La comtesse descendit avec son mari et sa fille, exigea qu’ils se munissent de fourrures, car le comte n’admettait que l’automobile découverte et une brise assez fraiche soufflait par la campagne. Et, lorsque la voiture eut disparu au détour de l’allée, elle s’installa sur la terrasse, prit son ouvrage et attendit.

À sept heures, ils n’étaient pas revenus. Elle se dit :

— Si dans cinq minutes ils ne sont pas là, c’est qu’il y aura eu un accident.

Au bout de cinq minutes elle s’accorda encore cinq autres minutes, avant de décréter l’accident certain. Les cinq autres s’écoulèrent. Aussitôt, son inquiétude se changea en une angoisse inexprimable.

Et quels remords ! Elle n’aurait pas dû les laisser partir, elle ne l’aurait pas dû ! Il y a des pressentiments auxquels il est coupable de ne pas obéir. Comment se faisait-il que jamais elle n’avait eu de pressentiment, et que jamais encore son mari n’était rentré en retard ? Étrange coïncidence entre les deux faits qui, tous les deux, se produisaient pour la première fois ! Une panne ? Pourquoi justement ce jour-là ?
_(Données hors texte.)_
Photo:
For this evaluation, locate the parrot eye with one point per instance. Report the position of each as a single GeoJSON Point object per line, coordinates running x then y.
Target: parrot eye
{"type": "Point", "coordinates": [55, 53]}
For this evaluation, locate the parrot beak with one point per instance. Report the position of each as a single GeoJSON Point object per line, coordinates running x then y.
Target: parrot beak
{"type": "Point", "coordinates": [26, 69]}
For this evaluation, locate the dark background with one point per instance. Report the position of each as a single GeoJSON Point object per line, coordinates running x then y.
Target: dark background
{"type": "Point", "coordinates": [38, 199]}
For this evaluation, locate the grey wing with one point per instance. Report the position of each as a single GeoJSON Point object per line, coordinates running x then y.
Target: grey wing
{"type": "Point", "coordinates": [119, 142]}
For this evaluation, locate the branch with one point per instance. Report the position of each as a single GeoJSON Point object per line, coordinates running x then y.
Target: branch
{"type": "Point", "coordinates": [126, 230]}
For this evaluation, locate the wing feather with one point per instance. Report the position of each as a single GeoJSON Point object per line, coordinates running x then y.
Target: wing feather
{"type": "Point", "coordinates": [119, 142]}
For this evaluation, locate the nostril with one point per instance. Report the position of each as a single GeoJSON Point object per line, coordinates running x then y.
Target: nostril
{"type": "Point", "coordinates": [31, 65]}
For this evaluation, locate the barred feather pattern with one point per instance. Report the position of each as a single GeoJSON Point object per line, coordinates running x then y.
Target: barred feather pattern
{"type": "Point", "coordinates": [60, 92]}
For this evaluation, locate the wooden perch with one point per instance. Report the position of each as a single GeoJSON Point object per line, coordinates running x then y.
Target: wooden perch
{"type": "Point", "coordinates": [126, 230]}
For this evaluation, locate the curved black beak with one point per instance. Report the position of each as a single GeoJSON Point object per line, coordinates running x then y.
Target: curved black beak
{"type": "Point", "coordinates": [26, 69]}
Elle monta jusqu’au haut d’un petit belvédère qui dominait le château. À l’horizon, personne. La grande route blanche était déserte. Mais un point noir apparut sur la route qui venait de la mer et, à la vitesse avec laquelle il se déplaçait, elle ne douta point que ce ne fût une automobile. Celle de son fils Paul, évidemment… À moins que le comte n’eût fait ce détour, entraîné par le plaisir d’essayer sa voiture.